Laws to ban live sheep exports by 2028 pass parliament following lengthy debate

Laws to ban live sheep exports by 2028 pass parliament following lengthy debate

In short:

Live sheep exports by sea will be phased out over the next four years, after laws banning the trade passed parliament on Monday.

Earlier in the day, opponents met with the prime minister to request a Senate inquiry into the legislation.

What’s next?

WA Premier Roger Cook says he will continue to negotiate for additional support for farmers affected by the laws.

The federal government’s laws to ban Australia’s live sheep trade have passed parliament, despite last-minute attempts by opponents to postpone the bill’s passage.

The Senate on Monday night voted on the legislation to end the trade by May 2028, after the bill passed the lower house last week.

The phase-out was a 2022 Labor election commitment and has proved popular with animal activist groups.

It has also sparked widespread protests from those concerned about the impact the laws could have on farming communities across Western Australia, which is the only Australian state or territory to continue to export live sheep by sea.

Agriculture Minister Murray Watt told parliament a $107 million transition package would be adequate support for affected farmers.

Murray Watt said there was widespread support for the policy.(ABC News)

“This policy is about keeping jobs in Western Australia, rather than sending those jobs offshore. In doing so, we will be putting forward a strong future for the Western Australian sheep industry,” he said.

Mr Watt acknowledged the concerns raised by those in the industry, but said the policy had “widespread” support across the country.

“The latest surveys I’ve seen are demonstrating that even in Western Australia … this policy that we have of phasing out this industry, has the support of about 70 per cent of Western Australians,” he said.

Push for Senate inquiry

Federal Nationals leader David Littleproud earlier on Monday asked parliament to delay the passage of the legislation, in favour of a Senate inquiry and further discussion.

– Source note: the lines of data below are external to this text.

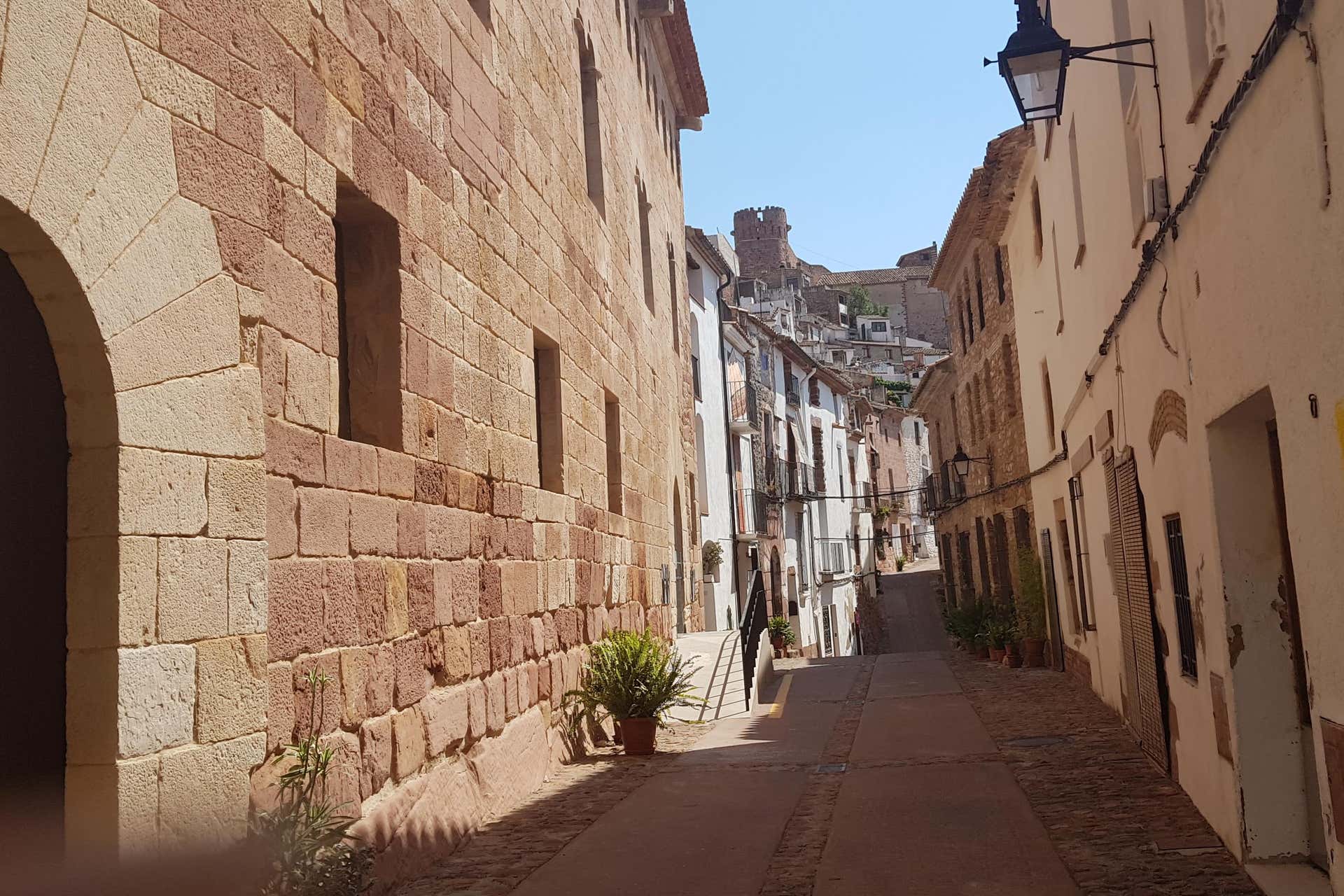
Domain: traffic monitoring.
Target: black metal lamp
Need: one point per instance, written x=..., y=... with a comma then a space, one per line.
x=1035, y=64
x=961, y=463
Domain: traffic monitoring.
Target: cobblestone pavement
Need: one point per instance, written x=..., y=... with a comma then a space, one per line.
x=507, y=849
x=1114, y=820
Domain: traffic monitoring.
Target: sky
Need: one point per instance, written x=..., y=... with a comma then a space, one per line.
x=863, y=118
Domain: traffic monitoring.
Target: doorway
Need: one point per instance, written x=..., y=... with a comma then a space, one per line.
x=1275, y=727
x=33, y=532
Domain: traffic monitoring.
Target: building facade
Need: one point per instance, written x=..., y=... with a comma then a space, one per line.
x=972, y=399
x=1195, y=552
x=436, y=498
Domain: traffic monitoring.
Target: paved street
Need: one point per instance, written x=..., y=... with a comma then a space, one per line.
x=907, y=773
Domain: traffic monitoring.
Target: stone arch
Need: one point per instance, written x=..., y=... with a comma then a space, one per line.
x=148, y=339
x=1168, y=416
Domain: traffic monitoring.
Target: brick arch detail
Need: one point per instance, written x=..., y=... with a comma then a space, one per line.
x=1168, y=416
x=167, y=596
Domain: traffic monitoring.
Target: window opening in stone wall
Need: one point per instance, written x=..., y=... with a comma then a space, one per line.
x=589, y=76
x=615, y=484
x=1040, y=232
x=676, y=298
x=980, y=290
x=369, y=321
x=1078, y=194
x=1050, y=403
x=1009, y=378
x=641, y=199
x=999, y=274
x=1180, y=592
x=550, y=418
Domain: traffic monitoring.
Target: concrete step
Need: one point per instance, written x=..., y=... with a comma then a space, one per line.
x=718, y=675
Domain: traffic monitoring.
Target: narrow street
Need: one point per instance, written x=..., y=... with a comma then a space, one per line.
x=917, y=771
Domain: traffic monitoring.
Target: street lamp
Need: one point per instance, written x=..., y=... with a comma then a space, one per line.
x=1035, y=64
x=961, y=464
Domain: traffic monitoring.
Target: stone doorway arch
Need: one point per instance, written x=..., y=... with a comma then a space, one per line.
x=108, y=230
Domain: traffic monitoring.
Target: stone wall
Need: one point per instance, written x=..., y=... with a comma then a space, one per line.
x=171, y=174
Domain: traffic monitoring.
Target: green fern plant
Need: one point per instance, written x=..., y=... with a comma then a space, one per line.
x=305, y=837
x=632, y=675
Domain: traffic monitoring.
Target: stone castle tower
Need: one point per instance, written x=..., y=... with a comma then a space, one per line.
x=761, y=238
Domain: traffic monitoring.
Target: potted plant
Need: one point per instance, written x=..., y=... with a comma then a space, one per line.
x=1031, y=609
x=635, y=679
x=711, y=555
x=781, y=634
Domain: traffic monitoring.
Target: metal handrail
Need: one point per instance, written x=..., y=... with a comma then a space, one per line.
x=755, y=620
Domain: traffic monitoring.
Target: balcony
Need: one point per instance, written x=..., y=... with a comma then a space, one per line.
x=753, y=514
x=835, y=558
x=743, y=407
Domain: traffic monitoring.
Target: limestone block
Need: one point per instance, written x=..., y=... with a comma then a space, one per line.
x=172, y=255
x=284, y=149
x=203, y=792
x=447, y=718
x=101, y=97
x=237, y=498
x=216, y=414
x=191, y=335
x=232, y=688
x=99, y=617
x=323, y=523
x=137, y=18
x=192, y=589
x=248, y=568
x=375, y=738
x=281, y=516
x=156, y=697
x=280, y=706
x=140, y=178
x=175, y=88
x=397, y=599
x=295, y=608
x=34, y=80
x=307, y=387
x=407, y=743
x=457, y=653
x=160, y=493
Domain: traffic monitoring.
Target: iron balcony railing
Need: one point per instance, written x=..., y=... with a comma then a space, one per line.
x=743, y=406
x=752, y=514
x=835, y=556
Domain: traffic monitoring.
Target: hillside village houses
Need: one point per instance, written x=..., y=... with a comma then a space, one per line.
x=1179, y=418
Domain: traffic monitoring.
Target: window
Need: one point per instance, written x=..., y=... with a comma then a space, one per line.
x=999, y=273
x=1009, y=377
x=589, y=77
x=1050, y=403
x=1180, y=592
x=641, y=199
x=980, y=290
x=1078, y=194
x=369, y=321
x=615, y=482
x=675, y=298
x=550, y=418
x=1037, y=220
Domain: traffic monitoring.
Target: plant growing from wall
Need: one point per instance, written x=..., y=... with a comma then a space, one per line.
x=305, y=837
x=1031, y=596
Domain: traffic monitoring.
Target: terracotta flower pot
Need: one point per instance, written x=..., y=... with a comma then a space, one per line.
x=640, y=736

“There is plenty of time to sit down and make sure that they understand and explain the science and the economics as to why they’re shutting this industry down,” he said.

David Littleproud had asked parliament to put the brakes on passing the legislation.(ABC News: Mick Tsikas)

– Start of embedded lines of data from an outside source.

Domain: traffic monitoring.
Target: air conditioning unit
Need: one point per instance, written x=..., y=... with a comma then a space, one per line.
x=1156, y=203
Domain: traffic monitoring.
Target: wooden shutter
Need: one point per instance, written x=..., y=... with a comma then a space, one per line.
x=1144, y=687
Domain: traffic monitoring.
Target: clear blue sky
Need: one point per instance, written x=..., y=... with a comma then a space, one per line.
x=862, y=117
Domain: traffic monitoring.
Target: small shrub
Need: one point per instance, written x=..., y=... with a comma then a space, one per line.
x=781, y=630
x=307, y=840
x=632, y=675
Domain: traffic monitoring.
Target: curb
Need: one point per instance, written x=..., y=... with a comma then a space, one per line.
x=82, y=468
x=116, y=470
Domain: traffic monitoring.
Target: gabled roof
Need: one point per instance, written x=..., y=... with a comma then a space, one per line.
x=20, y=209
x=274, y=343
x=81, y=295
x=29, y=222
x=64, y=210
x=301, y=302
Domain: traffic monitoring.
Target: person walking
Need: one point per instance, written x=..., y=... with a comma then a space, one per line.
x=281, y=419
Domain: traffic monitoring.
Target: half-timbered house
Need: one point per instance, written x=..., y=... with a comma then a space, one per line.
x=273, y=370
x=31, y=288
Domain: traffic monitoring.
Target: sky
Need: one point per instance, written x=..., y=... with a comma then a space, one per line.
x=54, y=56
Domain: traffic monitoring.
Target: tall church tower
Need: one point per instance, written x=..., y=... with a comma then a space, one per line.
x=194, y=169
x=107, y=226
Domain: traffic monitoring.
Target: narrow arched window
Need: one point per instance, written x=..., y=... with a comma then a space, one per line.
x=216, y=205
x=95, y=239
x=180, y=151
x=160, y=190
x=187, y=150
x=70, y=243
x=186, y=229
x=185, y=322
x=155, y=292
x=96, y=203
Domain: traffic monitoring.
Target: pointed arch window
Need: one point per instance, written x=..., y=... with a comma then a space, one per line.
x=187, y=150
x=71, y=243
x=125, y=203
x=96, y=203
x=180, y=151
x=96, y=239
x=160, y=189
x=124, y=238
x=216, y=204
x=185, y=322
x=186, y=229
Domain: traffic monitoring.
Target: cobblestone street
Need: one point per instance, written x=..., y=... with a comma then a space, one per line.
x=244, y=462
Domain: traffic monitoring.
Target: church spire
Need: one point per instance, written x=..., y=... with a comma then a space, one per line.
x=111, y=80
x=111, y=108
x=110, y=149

“That’s the respect that should be shown to Western Australian producers, to industry, so that they understand the ideology behind this decision.”

Mr Littleproud called upon WA Labor Senator Fatima Payman to vote against the bill in the wake of her decision to cross the floor on the issue of recognising Palestinian statehood, which saw her suspended indefinitely from Labor’s caucus.

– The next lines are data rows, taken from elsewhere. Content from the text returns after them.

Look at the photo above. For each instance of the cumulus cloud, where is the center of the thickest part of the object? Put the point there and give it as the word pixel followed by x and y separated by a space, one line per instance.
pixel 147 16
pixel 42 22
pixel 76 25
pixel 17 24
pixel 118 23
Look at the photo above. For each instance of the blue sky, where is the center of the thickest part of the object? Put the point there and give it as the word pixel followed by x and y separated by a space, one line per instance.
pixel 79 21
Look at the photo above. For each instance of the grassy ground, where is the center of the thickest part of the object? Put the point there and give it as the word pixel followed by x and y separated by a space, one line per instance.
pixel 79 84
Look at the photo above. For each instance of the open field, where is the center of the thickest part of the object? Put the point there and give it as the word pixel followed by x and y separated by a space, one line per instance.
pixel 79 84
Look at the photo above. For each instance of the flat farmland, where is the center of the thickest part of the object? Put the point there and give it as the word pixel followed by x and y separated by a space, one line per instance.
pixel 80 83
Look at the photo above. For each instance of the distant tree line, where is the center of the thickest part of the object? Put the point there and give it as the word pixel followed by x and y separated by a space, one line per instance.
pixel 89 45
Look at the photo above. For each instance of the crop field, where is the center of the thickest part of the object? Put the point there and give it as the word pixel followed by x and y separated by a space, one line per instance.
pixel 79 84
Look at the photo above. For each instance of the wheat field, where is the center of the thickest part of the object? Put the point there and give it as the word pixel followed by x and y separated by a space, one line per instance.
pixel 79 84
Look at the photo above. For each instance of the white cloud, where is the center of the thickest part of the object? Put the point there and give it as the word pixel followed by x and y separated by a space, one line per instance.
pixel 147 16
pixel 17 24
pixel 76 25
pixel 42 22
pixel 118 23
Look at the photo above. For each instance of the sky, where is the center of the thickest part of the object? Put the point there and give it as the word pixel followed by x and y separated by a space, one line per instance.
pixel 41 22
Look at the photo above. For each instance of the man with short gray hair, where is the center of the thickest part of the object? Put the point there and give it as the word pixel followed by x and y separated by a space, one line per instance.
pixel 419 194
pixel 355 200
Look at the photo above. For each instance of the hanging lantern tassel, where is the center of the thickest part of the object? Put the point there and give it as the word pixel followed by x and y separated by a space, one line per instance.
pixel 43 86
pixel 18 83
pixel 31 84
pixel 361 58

“She’s prepared to cross the floor on the Palestinian people, she should cross the floor again for the West Australian people,” he said.

Communities impacted

The Keep the Sheep delegation met with Prime Minister Anthony Albanese on Monday afternoon in a last-ditch effort to sway the government. 

Industry veterinarian Holly Ludeman said the group left the meeting feeling “disheartened”.

“He didn’t really seem to understand the nuances of the impacts on our communities,” she said.

She said the group would mobilise in coming weeks to campaign against Federal Labor MPs in marginal seats like Tangney, Hasluck, Swan, Pearce and Cowan.

“We will target every marginal seat across the country that is Labor held if they don’t listen to us,” WA Farmers president John Hassell told reporters before the vote.

Keep the Sheep spokesman Ben Sutherland said the legislation would have a significant impact on regional communities.

“This bill is going to take my livelihood away from me, 30 per cent of that,” he said.

Ben Sutherland (far right) says the ban will have a devastating impact on communities.(ABC News: Toby Hunt)

“It affects my IGA, it affects my pub, it affects my sporting groups, it affects everything that goes on in my rural community.

“They need to come and see that, to see what damage they’re doing to us.”

WA Premier Roger Cook said the state government would continue to negotiate for additional support for farmers affected by the ban.

“We’re confident we will get a better deal for WA farmers,” he said.

“We are exploring a range of issues with the federal government in terms of the assistance for farmers … those conversations are ongoing.”